Die Systeme setzen unterschiedliche Schwerpunkte in der Unterstützung der Rechnungs- und Posteingangsbearbeitung. Im Bereich Erkennung und Integration konzentrieren die Anbieter Insiders Technologies, Open Text (mit dem übernommenen Produkt von Captaris) und ReadSoft ihre Entwicklungstätigkeit. Der Anbieter ISR fokussiert auf Workflow und Archivierung. Erkennungstechnologien und eine anwendungsunabhängige Workflow-Engine bietet der Hersteller SER. Zudem lassen sich die Lösungen von foxray als Integrationsplattform und von Inspire Technologies als Prozessplattform bezeichnen. AFI ist spezialisiert auf die Rechnungseingangsbearbeitung in SAP. ClickReader schließlich präsentierte sich in einem Kurzreview als ein System zur halbautomatischen Erfassung.
Ein interessantes Ergebnis der Software-Evaluation ist, wie verschiedene Hersteller sich ergänzen und teilweise auch gemeinsam in Projekten eingesetzt werden.

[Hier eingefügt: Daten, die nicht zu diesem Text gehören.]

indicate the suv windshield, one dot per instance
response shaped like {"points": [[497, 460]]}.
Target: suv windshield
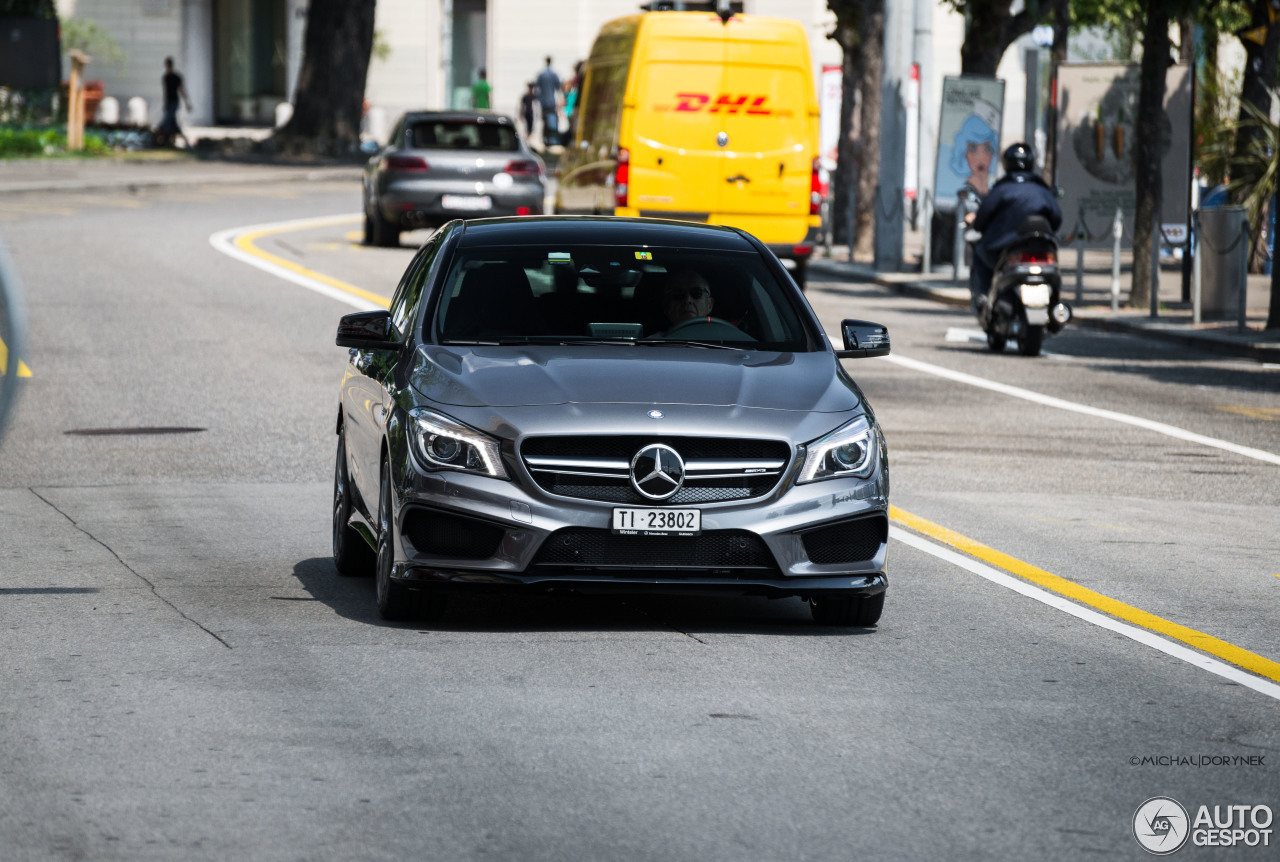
{"points": [[460, 135], [639, 295]]}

Die Hürden für die rentable Implementierung eines Input-Management-Systems sind niedriger, als viele Unternehmen glauben. Eine automatische Rechnungsbearbeitung rechnet sich schon ab wenigen hundert Rechnungen im Monat. Allein die Digitalisierung schafft schon große Vorteile durch die Zusammenführung von Papierdokumenten mit anderen Dokumentenquellen wie E-Mail- oder Office-Systemen.